If buying a home is a rite of passage, so is talking about how challenging it was to buy said home — and it can get even trickier if you have debt. But that doesn’t mean you have to put your dreams of homeownership on hold until you’re completely debt-free. Here’s what to know about buying a home when you’re still paying off debt.
MAKE SURE YOU'RE GOT THE FINANCIAL BASICS COVERED
When Jennifer S., 29, received an inheritance of $150,000, she immediately began looking for apartments on Zillow in her Hoboken, New Jersey, neighborhood. “I had about $20,000 in consumer debt and was making about $75,000 at the time,” she says. “In my mind, I thought I could put the entire $150,000 on a home and then be set.”
When she sat down with a financial advisor, however, she learned she needed to prioritize building her emergency fund and paying off her debt over buying a home — even if she had a large sum she could put down. So instead, she created a budget, moved in with roommates and saved up for two more years.
That’s not to say that you have to reach a $0 balance in order to start saving for a home. Make living within your means, putting money toward debt, saving for a down payment and having enough to cover a monthly mortgage a part of your everyday budget so you can “practice” what it feels like, financially, to own a home. Otherwise, windfall or not, unhealthy spending habits could keep you in a debt cycle.
GET TO KNOW YOUR DEBT
You’ve likely heard of good and bad debt. Good debt can be considered an investment in your future, like taking out student loans to attend college to potentially land a higher-paying job. Additionally, student loans tend to have lower or fixed interest rates.
Bad debt, like consumer debt, may have high or variable interest rates, and lowers your net worth without building anything of potential value for you in the future. In general, you’ll want to prioritize paying off your consumer debt faster than student loans so you pay less in interest and fees over time.
But even if you have some consumer debt, you may still be able to purchase a home, says Louise Phillips Forbes, an associate real estate broker for Halstead Property in New York City. “What’s important is to keep your debt-to-income ratio in mind,” she adds. Your DTI is the percentage of your gross income that goes toward paying debts like student loans, credit card bills or car payments.
Ready to take the next step? A financial advisor can show you how all the pieces of your financial plan fit together.
You generally want to keep your DTI to 36 percent or lower, otherwise a lender may be wary of approving you for a loan, as Jennifer found out when she was denied for a pre-approval. When she asked why, she learned the rejection was partially due to her high DTI. “To me, that was a wakeup call that I just wasn’t in the right position to buy a house,” she says. “But it was pretty shocking, since plugging in numbers in online calculators made me think I was way more ready for homeownership than I was in actuality.”
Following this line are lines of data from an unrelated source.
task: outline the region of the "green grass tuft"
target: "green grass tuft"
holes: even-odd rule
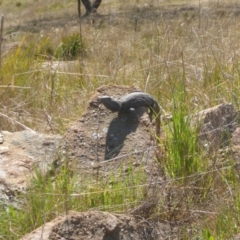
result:
[[[0,205],[0,238],[19,239],[69,210],[124,212],[145,196],[145,173],[141,167],[134,171],[132,163],[127,173],[120,169],[108,181],[96,182],[89,177],[79,182],[78,176],[67,167],[56,175],[36,171],[27,193],[19,196],[20,208]]]
[[[188,116],[186,90],[183,86],[173,97],[173,121],[166,127],[166,170],[174,178],[184,179],[203,170],[198,145],[198,129],[191,124]]]

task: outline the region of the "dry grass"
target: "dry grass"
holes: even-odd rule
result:
[[[200,2],[200,5],[193,4],[193,1],[188,2],[191,4],[181,5],[179,1],[172,1],[173,5],[165,5],[164,2],[158,1],[103,4],[99,10],[103,15],[97,18],[95,23],[82,24],[82,36],[87,46],[86,55],[79,59],[75,68],[67,69],[68,72],[83,74],[82,77],[43,71],[41,62],[36,61],[35,52],[32,51],[29,53],[32,54],[30,57],[28,54],[23,57],[24,59],[19,59],[22,63],[25,62],[24,66],[13,69],[10,66],[11,70],[7,69],[7,76],[5,74],[2,76],[2,83],[6,85],[11,83],[16,74],[37,70],[38,73],[25,74],[24,82],[18,80],[19,76],[15,77],[14,84],[31,85],[32,89],[14,90],[16,100],[14,101],[11,96],[6,105],[2,104],[9,108],[11,106],[9,102],[13,104],[16,101],[21,102],[21,95],[27,95],[23,100],[24,107],[17,107],[13,111],[27,111],[29,116],[36,119],[34,120],[36,124],[33,123],[31,126],[41,131],[49,129],[43,128],[43,125],[48,124],[46,115],[52,119],[55,119],[56,115],[61,119],[70,117],[71,121],[78,117],[79,108],[73,109],[70,106],[71,97],[80,108],[84,108],[86,98],[89,98],[98,86],[109,83],[138,85],[155,95],[167,111],[173,91],[176,89],[175,85],[183,77],[189,93],[190,111],[193,108],[202,109],[220,102],[238,104],[236,97],[238,84],[234,80],[239,76],[237,68],[239,8],[234,8],[233,1],[228,5],[219,1],[206,4]],[[179,7],[176,7],[176,3],[180,4]],[[59,7],[61,4],[62,7]],[[10,6],[12,5],[8,2],[3,4],[6,9]],[[16,12],[15,16],[9,14],[11,16],[9,18],[6,14],[6,35],[17,31],[13,39],[21,41],[22,37],[27,35],[23,42],[24,46],[41,47],[46,37],[57,46],[63,36],[79,31],[75,7],[73,1],[65,3],[51,1],[44,4],[25,1],[21,6],[15,5],[13,9],[13,12]],[[39,85],[34,90],[33,78],[37,78],[35,82],[41,81],[42,84],[45,82],[44,87],[42,86],[44,94],[36,93]],[[48,91],[53,91],[51,86],[53,82],[58,85],[58,81],[62,82],[62,88],[54,90],[56,95],[59,95],[57,91],[65,93],[61,96],[64,98],[61,104],[59,100],[55,100],[63,112],[69,109],[66,116],[59,108],[54,113],[52,110],[50,113],[44,106],[35,108],[35,113],[28,109],[29,101],[45,102],[46,100],[42,98],[46,98]],[[73,86],[74,90],[71,92],[67,85],[74,81],[79,82],[80,86]],[[8,94],[9,90],[10,88],[1,88],[5,98],[11,95]],[[28,93],[22,93],[24,91]],[[50,100],[44,104],[47,107],[52,105],[53,99],[49,98]],[[69,100],[70,105],[66,100]],[[58,120],[57,117],[55,121]],[[59,125],[55,121],[53,120],[56,125],[54,129],[58,129]],[[40,128],[38,122],[42,122]],[[68,121],[66,123],[68,124]]]
[[[169,113],[183,88],[186,114],[226,102],[239,108],[237,0],[103,2],[102,16],[83,20],[84,55],[61,73],[42,69],[42,49],[49,41],[54,50],[63,36],[79,32],[75,1],[5,1],[1,7],[7,39],[17,32],[11,41],[22,44],[3,58],[0,84],[29,89],[1,87],[0,113],[34,130],[64,132],[104,84],[137,85]],[[0,120],[4,130],[22,129]],[[173,180],[154,217],[182,224],[185,239],[227,239],[239,232],[239,180],[231,156],[225,162],[226,168],[193,174],[187,183]]]

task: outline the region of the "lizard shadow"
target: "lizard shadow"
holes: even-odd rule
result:
[[[110,122],[106,136],[105,160],[114,158],[120,153],[125,139],[137,130],[140,118],[145,112],[147,112],[146,107],[139,107],[122,116],[115,117]]]

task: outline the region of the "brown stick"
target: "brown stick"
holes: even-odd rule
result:
[[[80,20],[81,18],[81,0],[78,0],[78,19]]]
[[[78,21],[79,21],[79,36],[80,36],[80,46],[81,46],[81,59],[83,53],[83,40],[82,40],[82,21],[81,21],[81,0],[78,0]]]
[[[1,29],[0,29],[0,68],[2,66],[3,20],[4,20],[4,15],[1,16]]]

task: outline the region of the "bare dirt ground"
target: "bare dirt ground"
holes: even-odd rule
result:
[[[98,101],[100,96],[119,98],[139,90],[115,85],[99,88],[82,118],[72,124],[65,134],[61,161],[67,159],[73,169],[85,170],[88,175],[100,171],[106,176],[122,164],[127,171],[131,159],[136,167],[144,164],[145,171],[151,172],[151,176],[159,175],[155,160],[158,152],[155,127],[149,120],[147,109],[139,108],[129,115],[118,117],[117,113],[112,113]],[[59,164],[56,162],[56,165]]]

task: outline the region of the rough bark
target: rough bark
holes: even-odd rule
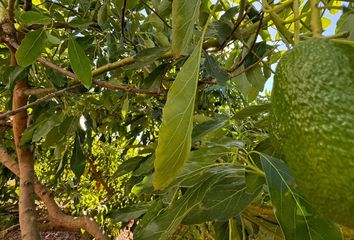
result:
[[[0,147],[0,162],[11,172],[19,176],[20,169],[16,161],[11,158],[6,150]],[[97,240],[108,240],[108,236],[100,229],[100,226],[91,217],[73,217],[64,214],[58,204],[55,202],[49,189],[43,186],[37,179],[34,182],[34,189],[38,197],[44,202],[48,211],[49,220],[56,225],[67,230],[76,231],[84,229]]]

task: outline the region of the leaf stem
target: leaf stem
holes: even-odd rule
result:
[[[311,4],[311,30],[314,37],[321,37],[322,23],[321,12],[318,8],[318,0],[310,0]]]
[[[299,0],[294,0],[293,2],[294,19],[299,18]],[[300,19],[294,21],[294,45],[300,42]]]

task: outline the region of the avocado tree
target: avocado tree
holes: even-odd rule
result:
[[[0,25],[0,238],[354,236],[351,0],[0,0]]]

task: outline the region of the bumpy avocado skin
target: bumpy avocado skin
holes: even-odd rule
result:
[[[354,227],[354,48],[311,39],[286,53],[274,76],[271,129],[309,202]]]

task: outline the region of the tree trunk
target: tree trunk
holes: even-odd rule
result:
[[[27,89],[26,80],[16,83],[13,92],[12,108],[16,109],[27,104],[27,96],[23,91]],[[20,227],[22,240],[40,240],[36,221],[34,203],[34,159],[28,148],[21,149],[19,143],[27,127],[27,112],[20,112],[13,117],[13,133],[16,144],[16,153],[20,168]]]

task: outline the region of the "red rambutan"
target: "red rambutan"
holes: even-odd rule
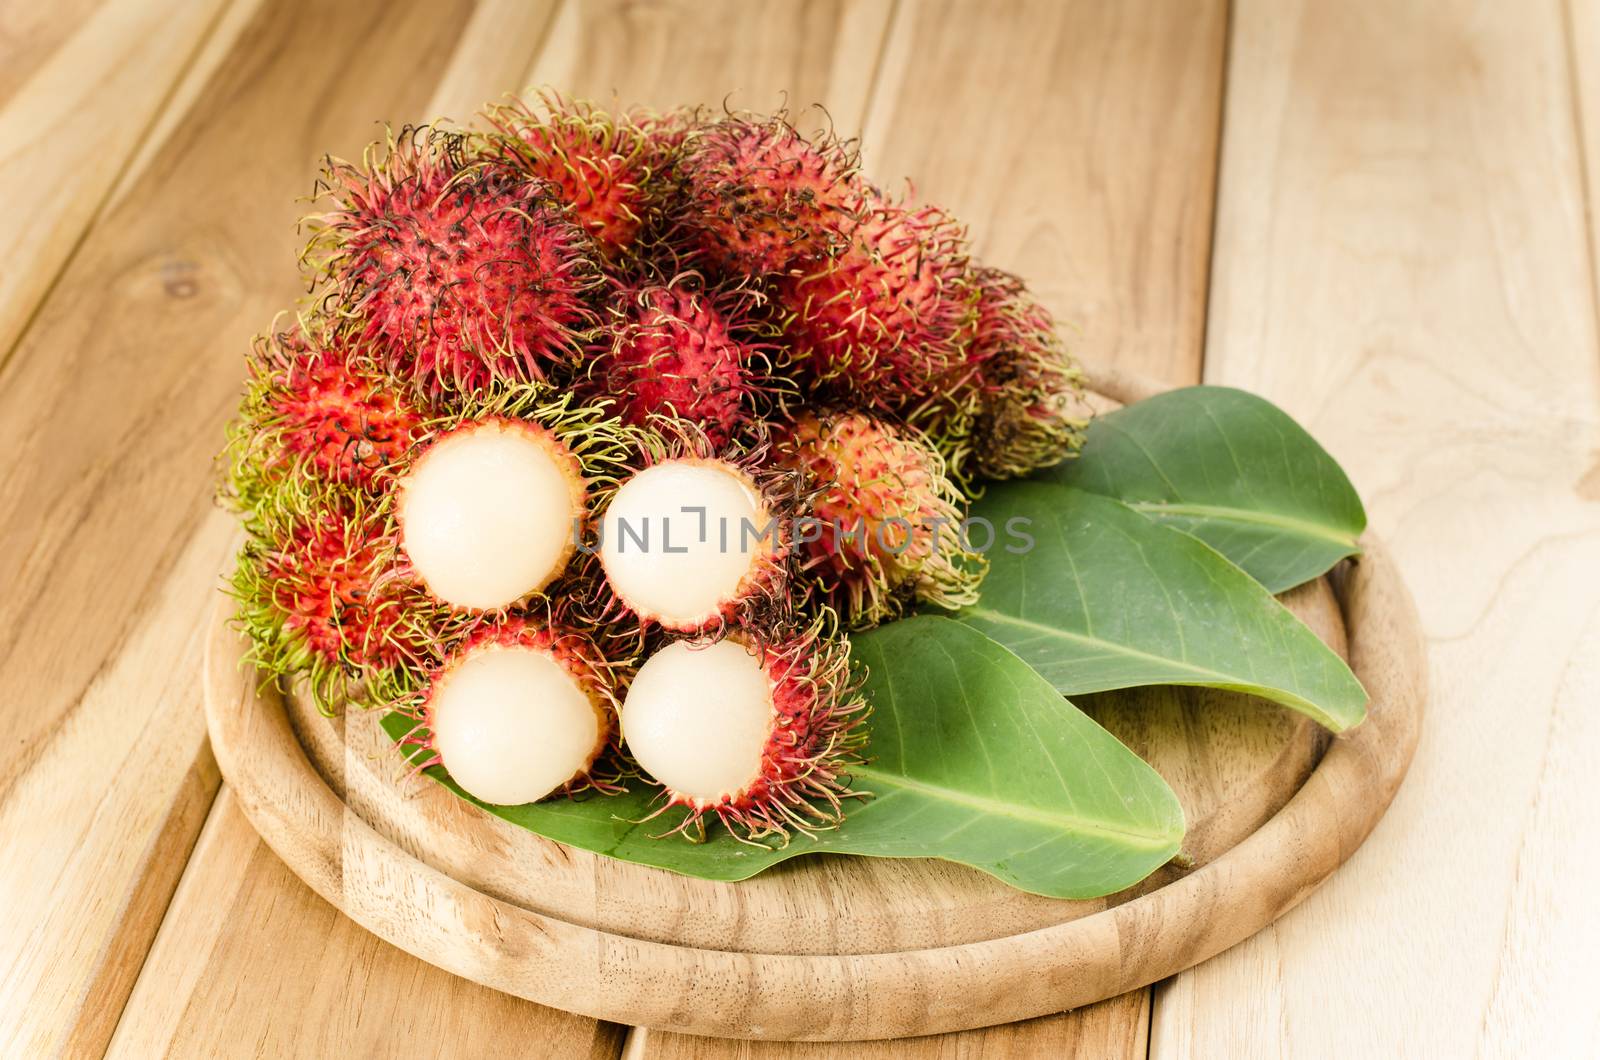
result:
[[[974,470],[1014,478],[1059,463],[1083,445],[1088,425],[1074,405],[1082,376],[1050,311],[1000,269],[977,269],[978,323],[968,363],[977,369]]]
[[[557,791],[612,790],[595,764],[615,742],[612,664],[588,637],[512,617],[480,627],[399,705],[419,769],[443,766],[482,802],[520,806]]]
[[[422,414],[332,334],[302,327],[260,336],[229,438],[233,500],[246,510],[271,493],[297,510],[320,487],[370,489],[411,447]]]
[[[855,404],[896,410],[959,387],[977,292],[966,232],[934,206],[877,193],[848,246],[778,283],[801,372]]]
[[[782,396],[777,347],[751,314],[758,297],[707,290],[693,274],[621,292],[612,345],[590,367],[591,388],[627,423],[677,417],[713,445],[727,444]]]
[[[668,834],[703,838],[715,816],[760,843],[839,822],[867,707],[849,642],[825,636],[825,625],[762,644],[743,634],[677,641],[645,660],[623,701],[622,732],[665,788],[657,814],[687,811]]]
[[[712,262],[747,276],[812,264],[855,224],[856,165],[853,142],[808,139],[782,115],[730,115],[684,145],[682,221]]]
[[[381,527],[348,503],[258,522],[234,571],[252,661],[275,677],[304,674],[324,711],[347,698],[381,702],[410,687],[447,623],[395,570],[393,542]]]
[[[795,532],[801,570],[852,627],[893,618],[909,599],[977,602],[987,565],[966,541],[960,491],[920,433],[861,412],[806,411],[774,450],[814,491],[811,521]]]
[[[549,182],[601,252],[616,258],[661,215],[667,191],[662,141],[652,116],[611,116],[594,104],[554,92],[537,104],[490,107],[495,143],[519,169]]]
[[[335,209],[306,250],[330,311],[365,325],[391,371],[430,393],[542,380],[593,334],[593,241],[551,187],[473,157],[462,133],[403,130],[363,164],[329,159]]]

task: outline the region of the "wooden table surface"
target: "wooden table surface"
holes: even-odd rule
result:
[[[200,709],[241,354],[323,151],[532,82],[823,103],[1084,358],[1305,423],[1432,646],[1366,846],[1151,990],[842,1047],[498,995],[293,877]],[[0,0],[0,1055],[1600,1052],[1597,174],[1591,0]]]

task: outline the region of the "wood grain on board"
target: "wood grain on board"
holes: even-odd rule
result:
[[[1245,0],[1231,49],[1207,378],[1351,472],[1434,691],[1371,841],[1158,990],[1152,1055],[1595,1055],[1600,12]]]
[[[1339,584],[1351,666],[1372,707],[1289,803],[1165,886],[963,945],[696,948],[480,891],[384,836],[341,797],[308,758],[284,696],[240,672],[244,642],[222,615],[206,651],[206,716],[229,790],[273,851],[356,923],[438,967],[569,1012],[699,1035],[833,1041],[988,1027],[1090,1005],[1205,960],[1297,904],[1360,847],[1410,762],[1425,684],[1410,598],[1381,544],[1363,540],[1365,554]]]
[[[0,4],[0,364],[222,6]]]
[[[109,1055],[599,1060],[623,1033],[369,934],[267,849],[224,787]]]
[[[84,194],[121,183],[0,368],[0,1052],[97,1052],[140,974],[217,785],[195,623],[232,542],[211,457],[241,351],[298,293],[296,198],[320,154],[421,117],[472,14],[232,5],[181,81],[165,72],[179,83],[141,119],[150,137],[101,145],[107,176]],[[29,39],[99,40],[84,17]],[[519,76],[536,44],[483,75]]]

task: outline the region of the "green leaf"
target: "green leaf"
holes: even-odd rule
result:
[[[1113,497],[1193,534],[1275,593],[1359,552],[1361,498],[1276,405],[1220,386],[1101,416],[1077,460],[1038,476]]]
[[[993,486],[973,515],[1025,525],[1035,544],[1003,536],[982,598],[958,617],[1064,695],[1200,685],[1265,697],[1335,732],[1365,716],[1366,692],[1344,660],[1196,538],[1043,482]]]
[[[802,854],[934,857],[1035,894],[1089,898],[1130,887],[1178,851],[1183,810],[1166,783],[1020,659],[975,630],[922,616],[853,638],[869,669],[870,764],[846,819],[763,850],[720,828],[701,844],[652,838],[674,825],[642,785],[625,795],[484,806],[558,842],[711,880],[742,880]],[[391,715],[390,735],[411,722]],[[442,770],[429,770],[458,795]],[[479,805],[483,805],[479,803]]]

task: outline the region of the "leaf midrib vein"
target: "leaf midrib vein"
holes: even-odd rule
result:
[[[903,773],[885,773],[873,769],[871,766],[856,766],[850,770],[852,777],[862,778],[875,785],[888,785],[904,791],[926,795],[930,798],[942,799],[978,810],[981,813],[998,817],[1010,817],[1031,824],[1054,828],[1061,831],[1087,833],[1091,835],[1107,836],[1114,839],[1128,841],[1130,845],[1138,845],[1151,850],[1161,847],[1179,838],[1171,831],[1144,832],[1128,828],[1118,828],[1104,821],[1089,820],[1072,814],[1050,813],[1045,810],[1036,810],[1028,806],[1019,806],[1016,803],[1001,802],[998,799],[974,795],[971,792],[947,788],[940,784],[930,784],[927,781],[913,780]]]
Hannah Rinaldi, 33, and her husband, Tom, 34, decided to move forward with buying a house in Naples, Florida, even though they had a collective six figures in student loans, but stuck to the lower end of what they could afford. “Where we live is expensive, and when we ran the numbers, it made more sense for us to buy,” Hannah says. Because they were committed to simultaneously buying a house and paying down their student loans, they looked at smaller houses that would allow them to work toward both goals.
CONSIDER ALL THE EXPENSES OF HOMEOWNERSHIP
While crunching the numbers on what you can afford, you have to consider all the expenses that come with being your own landlord. Beyond the down payment, mortgage and closing costs, also consider renovations, furnishings and homeowners association fees, as well as funds for general upkeep (like snow removal) and one-time repairs.
If your down payment is lower than a certain threshold, typically 20 percent, you may have to pay for private mortgage insurance, or PMI — an added fee Tom regrets. “It was just throwing away money,” he says. “I wish we had been able to put down more as our down payment.”
It’s also crucial to understand that the loan you get approved for and what you can comfortably afford to pay each month can be two different numbers. To avoid buying too much house, Tom asked his lender to write a pre-approval letter for less than the actual amount he was pre-approved for, so he wouldn’t be pressured by a real estate agent to look outside their budget.
Finally, unexpected expenses will happen. “A couple of weeks after buying our first house, we had to buy a new air conditioner,” Hannah recalls. “We were really happy that we bought a house that was under our budget, because it wasn't a hard cost to swallow.”
ASK YOURSELF: WHY DO I REALLY WANT TO BUY A HOUSE?
Many people see buying a home as a strategic move — to avoid rising housing costs, to stop spending money on rent, to invest in property, to future-proof a growing family. But when emotions get involved, things can get tricky.
For Jennifer, homeownership was a sign of success she saw in her friends and wanted to emulate. But after working with her advisor, she realized it was a major step she wasn’t ready to take until she got her financial life in order.
“I would advise someone that it’s not about owning a house — it’s about feeling financially stable, which may mean renting,” she says. Now that she’s debt-free, she is currently looking to buy an apartment. “Buying isn’t something you should rush or do just because everyone else is doing it.”